Advocates of overhauling California’s troubled pension system for public employees couldn’t have chosen a more providential moment to launch their reform campaign.
The huge California Public Employees’ Retirement System is in deep financial doo-doo, having lost tens of billions of dollars in often-speculative investments, and is telling state and local officials it will need more “contributions.” Meanwhile, investigations are under way into multimillion-dollar payments to placement agents who arranged some investments.
With a public pension scandal simmering and their private pension benefits shrinking, voters will resent a CalPERS bailout. Indeed, a recent Field Poll indicates that voters are inclined to support pension reform, setting the stage for a high-stakes political battle next year.
The California Foundation for Fiscal Responsibility filed two slightly different measures last week to establish a two-tier pension system, reducing benefits for newly hired public employees. It’s clearly hoping for financial backing from one of the two billionaire Republicans running for governor next year. And it may get support from outgoing Gov. Arnold Schwarzenegger, who has tried, in vain, to overhaul the pension system.

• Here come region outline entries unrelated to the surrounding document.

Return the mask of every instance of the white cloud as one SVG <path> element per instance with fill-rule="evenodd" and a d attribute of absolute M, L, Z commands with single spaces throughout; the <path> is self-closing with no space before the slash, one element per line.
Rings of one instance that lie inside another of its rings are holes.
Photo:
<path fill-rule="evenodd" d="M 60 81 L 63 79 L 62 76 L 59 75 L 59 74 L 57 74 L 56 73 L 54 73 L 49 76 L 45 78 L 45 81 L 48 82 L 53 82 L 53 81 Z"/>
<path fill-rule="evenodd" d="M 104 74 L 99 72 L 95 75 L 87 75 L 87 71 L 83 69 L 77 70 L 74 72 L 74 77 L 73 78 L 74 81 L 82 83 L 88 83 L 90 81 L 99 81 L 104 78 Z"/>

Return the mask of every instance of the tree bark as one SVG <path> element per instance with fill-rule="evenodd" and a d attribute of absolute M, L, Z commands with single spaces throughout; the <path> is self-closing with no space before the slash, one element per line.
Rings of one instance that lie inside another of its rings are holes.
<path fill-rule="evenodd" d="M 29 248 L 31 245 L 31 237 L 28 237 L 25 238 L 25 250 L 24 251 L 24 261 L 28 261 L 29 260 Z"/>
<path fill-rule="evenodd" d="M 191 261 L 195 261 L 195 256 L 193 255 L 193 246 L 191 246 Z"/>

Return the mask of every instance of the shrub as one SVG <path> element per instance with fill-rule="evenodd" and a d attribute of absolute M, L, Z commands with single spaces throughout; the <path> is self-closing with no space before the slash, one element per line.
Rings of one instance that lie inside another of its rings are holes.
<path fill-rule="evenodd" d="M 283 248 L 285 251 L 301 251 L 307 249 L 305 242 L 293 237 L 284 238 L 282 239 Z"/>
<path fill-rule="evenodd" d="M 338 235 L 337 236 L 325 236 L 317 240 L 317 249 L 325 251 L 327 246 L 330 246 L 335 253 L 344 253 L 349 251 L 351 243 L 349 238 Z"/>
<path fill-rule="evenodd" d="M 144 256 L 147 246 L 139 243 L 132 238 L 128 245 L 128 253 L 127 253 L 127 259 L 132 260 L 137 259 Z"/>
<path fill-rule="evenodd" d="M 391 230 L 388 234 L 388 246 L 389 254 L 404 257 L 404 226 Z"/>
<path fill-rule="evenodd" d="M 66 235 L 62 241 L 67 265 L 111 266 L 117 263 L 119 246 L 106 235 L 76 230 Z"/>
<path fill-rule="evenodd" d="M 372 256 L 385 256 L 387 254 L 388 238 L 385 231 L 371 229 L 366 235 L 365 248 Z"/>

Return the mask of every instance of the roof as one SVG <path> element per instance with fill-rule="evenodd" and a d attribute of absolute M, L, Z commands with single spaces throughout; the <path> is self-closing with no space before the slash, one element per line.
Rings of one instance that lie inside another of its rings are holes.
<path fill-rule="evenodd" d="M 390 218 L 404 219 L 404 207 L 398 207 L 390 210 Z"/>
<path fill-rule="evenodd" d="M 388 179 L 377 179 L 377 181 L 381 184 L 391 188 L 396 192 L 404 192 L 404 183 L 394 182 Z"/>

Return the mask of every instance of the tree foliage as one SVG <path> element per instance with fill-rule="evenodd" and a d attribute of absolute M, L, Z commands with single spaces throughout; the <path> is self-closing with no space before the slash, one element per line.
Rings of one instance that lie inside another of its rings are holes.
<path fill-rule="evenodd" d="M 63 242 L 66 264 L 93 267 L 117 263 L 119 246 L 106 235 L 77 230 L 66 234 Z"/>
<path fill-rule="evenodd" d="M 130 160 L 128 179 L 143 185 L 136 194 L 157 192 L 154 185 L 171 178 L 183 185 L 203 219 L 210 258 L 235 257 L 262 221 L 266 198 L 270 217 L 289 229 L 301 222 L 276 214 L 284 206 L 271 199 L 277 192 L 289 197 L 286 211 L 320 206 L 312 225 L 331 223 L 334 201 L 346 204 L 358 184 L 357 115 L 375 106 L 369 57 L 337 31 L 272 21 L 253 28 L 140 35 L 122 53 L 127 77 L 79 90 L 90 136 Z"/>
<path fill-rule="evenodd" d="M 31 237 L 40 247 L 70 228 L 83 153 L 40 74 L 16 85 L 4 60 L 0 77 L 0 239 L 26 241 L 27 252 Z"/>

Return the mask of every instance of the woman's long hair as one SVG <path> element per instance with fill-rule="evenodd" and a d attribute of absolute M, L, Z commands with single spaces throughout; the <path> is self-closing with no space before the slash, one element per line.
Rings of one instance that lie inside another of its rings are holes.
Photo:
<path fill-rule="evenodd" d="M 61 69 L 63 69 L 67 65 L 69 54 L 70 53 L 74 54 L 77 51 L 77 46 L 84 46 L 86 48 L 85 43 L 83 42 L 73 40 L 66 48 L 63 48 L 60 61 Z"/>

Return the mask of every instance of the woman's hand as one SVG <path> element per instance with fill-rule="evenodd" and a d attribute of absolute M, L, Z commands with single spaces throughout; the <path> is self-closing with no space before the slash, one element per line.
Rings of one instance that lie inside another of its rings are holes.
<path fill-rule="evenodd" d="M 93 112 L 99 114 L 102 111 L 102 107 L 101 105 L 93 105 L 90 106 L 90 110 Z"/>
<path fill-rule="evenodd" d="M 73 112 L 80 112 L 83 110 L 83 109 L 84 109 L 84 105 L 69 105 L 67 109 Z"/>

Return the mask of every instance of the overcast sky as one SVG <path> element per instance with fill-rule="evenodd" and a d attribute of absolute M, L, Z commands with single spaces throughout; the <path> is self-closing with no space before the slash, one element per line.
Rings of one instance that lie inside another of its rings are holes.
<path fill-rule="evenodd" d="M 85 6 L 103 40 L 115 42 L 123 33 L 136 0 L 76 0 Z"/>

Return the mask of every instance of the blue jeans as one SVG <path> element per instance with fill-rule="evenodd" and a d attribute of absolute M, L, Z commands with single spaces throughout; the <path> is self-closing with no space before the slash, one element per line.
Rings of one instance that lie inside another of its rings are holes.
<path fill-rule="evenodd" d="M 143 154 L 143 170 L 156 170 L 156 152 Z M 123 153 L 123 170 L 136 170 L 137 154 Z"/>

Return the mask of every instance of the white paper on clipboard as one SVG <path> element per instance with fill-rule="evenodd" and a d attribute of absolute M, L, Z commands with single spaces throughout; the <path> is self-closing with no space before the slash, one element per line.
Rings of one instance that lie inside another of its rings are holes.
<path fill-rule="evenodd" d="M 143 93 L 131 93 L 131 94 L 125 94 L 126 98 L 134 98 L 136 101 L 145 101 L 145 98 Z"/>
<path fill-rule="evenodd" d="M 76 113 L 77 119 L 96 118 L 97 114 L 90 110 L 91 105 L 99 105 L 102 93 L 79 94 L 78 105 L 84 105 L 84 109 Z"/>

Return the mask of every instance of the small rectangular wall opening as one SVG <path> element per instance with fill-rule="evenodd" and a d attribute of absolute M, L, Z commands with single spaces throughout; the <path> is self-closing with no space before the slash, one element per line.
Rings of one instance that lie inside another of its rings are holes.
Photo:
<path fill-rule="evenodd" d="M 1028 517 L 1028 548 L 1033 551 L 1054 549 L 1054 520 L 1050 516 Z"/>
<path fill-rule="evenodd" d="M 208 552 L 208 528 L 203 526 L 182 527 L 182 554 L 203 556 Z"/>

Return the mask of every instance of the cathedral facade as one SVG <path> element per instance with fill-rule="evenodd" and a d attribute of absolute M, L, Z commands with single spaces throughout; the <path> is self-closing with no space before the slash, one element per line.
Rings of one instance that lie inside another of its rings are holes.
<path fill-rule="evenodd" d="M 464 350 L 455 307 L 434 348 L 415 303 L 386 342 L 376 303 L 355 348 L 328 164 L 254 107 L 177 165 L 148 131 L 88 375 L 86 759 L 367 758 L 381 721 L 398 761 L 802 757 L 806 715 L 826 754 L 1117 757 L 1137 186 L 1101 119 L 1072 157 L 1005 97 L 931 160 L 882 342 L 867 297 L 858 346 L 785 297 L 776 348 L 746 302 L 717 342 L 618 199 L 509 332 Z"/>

Meanwhile, CalPERS, whose board is controlled by union members, desperately wants to minimize backlash from its investment woes. It’s promoting a “smoothing” plan under which its investment losses would be made up over 30 years, thus softening immediate impact on already strained budgets.
Financially strapped local governments appear to be opting for this easy payment plan, but Schwarzenegger is rejecting it, perhaps because if CalPERS sends a big bill to the state, it would enhance chances of passing the pending reform measure.
“By deferring pension contributions CalPERS would not only be gambling that its investment earnings in this economy will grow faster than its pension obligations but would also be using our kids’ money to do so because they will be the ones stuck footing the bill,” Schwarzenegger said when the CalPERS plan was unveiled.
While some other states have adopted smoothing, research by the Pew Center on the States indicates that it’s typically over a five- or six-year span, so California’s 30-year plan stands out like a sore thumb.
CalPERS’ assumed investment earnings rate, 7.75 percent per year, is more in line with other states but is too optimistic, critics such as Schwarzenegger financial adviser David Crane say. Crane calls it an “earnings assumption ungrounded in reality” and to achieve it, CalPERS is increasing its exposure to high-risk investments.
Given that history and with CalPERS’ own actuary saying the current system is “unsustainable,” it’s high time for the Legislature to conduct a top-to-bottom review of public pensions, rather than continuing its cowardly hear-no-evil, see-no-evil posture.